Pozitif Ayrımcılık mı, Eşitsizlik mi?

Pozitif ayrımcılık nedir?  Doğuştan yahut sonradan kalıcı dezavantajları olan bir kesimin haklardan eşit olarak faydalanması için çeşitli düzenlemeler yapılmasıdır dersek yanlış olmaz sanırım. Gözleri görmeyenler için özel yol çizgisi yapılması, görenler için bir şey ifade etmez ve gereksiz masraftır, verginin boşa harcanması gibi düşünülebilir; yahut belirli sakatlı olanı olanların ailelerine bakım için para verilmesi, çeşitli vergilerin alınmaması sayılabilir. Doğum yapan kadına ekstra izinler tanımlanması da bundan sayılabilir ama işin bokunu da çıkartabiliyoruz. Kavramlar kafamızda bir türlü net oturmuyor.

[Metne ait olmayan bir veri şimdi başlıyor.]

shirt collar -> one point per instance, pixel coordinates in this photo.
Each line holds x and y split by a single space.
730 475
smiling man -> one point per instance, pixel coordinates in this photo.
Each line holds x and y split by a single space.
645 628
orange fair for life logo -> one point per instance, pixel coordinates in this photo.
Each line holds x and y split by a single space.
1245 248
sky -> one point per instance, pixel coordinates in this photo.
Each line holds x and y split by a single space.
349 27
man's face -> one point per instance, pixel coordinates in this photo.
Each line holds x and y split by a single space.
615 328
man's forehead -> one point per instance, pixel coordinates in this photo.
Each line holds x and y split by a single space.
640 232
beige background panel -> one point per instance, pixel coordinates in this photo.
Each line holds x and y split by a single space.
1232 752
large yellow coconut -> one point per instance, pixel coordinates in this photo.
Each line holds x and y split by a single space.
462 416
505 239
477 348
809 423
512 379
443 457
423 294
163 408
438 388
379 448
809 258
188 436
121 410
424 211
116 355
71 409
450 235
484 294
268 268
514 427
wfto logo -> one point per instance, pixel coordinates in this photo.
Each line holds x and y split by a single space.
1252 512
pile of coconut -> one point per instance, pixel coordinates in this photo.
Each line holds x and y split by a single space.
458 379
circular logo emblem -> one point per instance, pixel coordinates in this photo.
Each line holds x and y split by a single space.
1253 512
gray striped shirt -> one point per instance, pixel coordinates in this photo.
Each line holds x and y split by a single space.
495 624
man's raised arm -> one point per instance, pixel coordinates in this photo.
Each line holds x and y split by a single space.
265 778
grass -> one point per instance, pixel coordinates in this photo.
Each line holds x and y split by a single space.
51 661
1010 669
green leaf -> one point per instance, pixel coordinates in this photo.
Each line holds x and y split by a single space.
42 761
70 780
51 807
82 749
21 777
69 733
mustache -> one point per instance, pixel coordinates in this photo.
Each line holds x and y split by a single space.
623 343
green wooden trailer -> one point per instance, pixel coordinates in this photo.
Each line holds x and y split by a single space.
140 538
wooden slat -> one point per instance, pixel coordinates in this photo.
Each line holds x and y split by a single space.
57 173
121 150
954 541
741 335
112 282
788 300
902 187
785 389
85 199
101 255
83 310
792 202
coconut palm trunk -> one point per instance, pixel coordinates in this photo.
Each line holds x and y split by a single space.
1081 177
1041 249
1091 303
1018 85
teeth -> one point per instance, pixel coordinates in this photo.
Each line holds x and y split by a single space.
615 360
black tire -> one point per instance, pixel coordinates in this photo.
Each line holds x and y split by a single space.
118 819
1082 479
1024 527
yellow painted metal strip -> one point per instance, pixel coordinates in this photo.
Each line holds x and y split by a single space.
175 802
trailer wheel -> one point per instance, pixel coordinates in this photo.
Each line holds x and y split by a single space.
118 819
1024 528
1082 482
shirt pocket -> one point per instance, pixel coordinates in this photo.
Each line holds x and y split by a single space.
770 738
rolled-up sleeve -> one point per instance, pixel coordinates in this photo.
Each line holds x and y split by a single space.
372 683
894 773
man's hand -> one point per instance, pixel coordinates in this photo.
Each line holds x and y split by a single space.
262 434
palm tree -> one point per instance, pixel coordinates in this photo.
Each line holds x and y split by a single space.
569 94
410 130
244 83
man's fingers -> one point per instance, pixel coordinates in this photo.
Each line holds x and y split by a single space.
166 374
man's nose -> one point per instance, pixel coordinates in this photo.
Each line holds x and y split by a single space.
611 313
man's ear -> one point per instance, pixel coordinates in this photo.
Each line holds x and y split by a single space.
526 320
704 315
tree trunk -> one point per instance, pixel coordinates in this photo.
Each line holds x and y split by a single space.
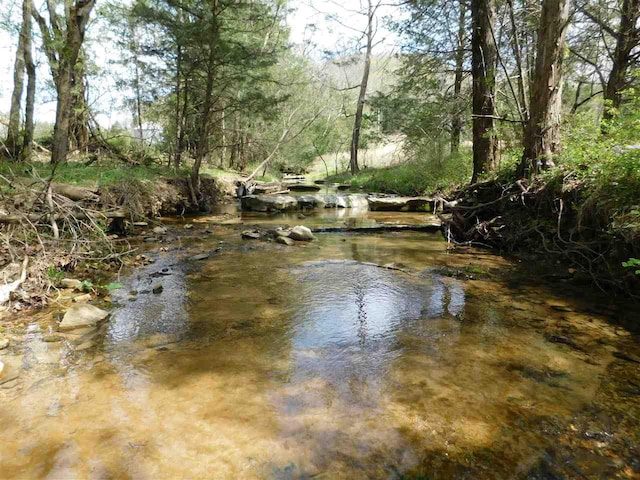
27 141
627 39
542 133
63 67
355 138
13 131
457 122
483 69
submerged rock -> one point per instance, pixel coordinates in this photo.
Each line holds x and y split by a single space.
285 240
82 315
301 233
400 204
251 235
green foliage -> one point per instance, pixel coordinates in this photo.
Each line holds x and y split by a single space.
417 177
55 275
633 263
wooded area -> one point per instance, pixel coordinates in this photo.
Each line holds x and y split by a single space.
518 92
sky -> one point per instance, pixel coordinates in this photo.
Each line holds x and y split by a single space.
317 26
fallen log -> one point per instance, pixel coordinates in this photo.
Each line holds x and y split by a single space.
428 227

Aslında bu aklıma Yiğit Bulut’un birkaç gün evvel yazdığı yazıdan aklıma geldi. Yazının son bölümünde şehit çocuklarının üniversite ve anadolu liseleri olmak üzere kamu sınavlarından muaf tutulmasını istemiş. Aslında pozitif ayrımcılık istiyor.  Niye olması gerektiğini de sıralamış. İlk başta makul gibi gelse bile, eğer bu hakkı verdiğimizde bir başkasının hakkına tecavüz ediyorsak bu sağlıklı mıdır? Burada verilecek olan hak belki ek kontenjan olabilir. Peki bu da doğru mu? O bölümde okuyacak kapasitesi yoksa bu seçme hakkı verilmesi doğru mudur? Yoksa yapılması gereken şehit çocuklarının eğitimini sürdürmesi için gerekecek şartları sağlamak olup (burs vermek, ailesinin maaşlarını düzenlemek gibi); sınavdı, işe yerleşmesiydi kısımlarının diğerleri ile aynı şartlarda gerçekleşmesine olanak sağlamak olması değil miydi?

Pozitif ayrımcılık bir başkasının hakkını yemeye dönüşüyorsa, eşitsiz bir durum yaratması da bir tehlike sanki.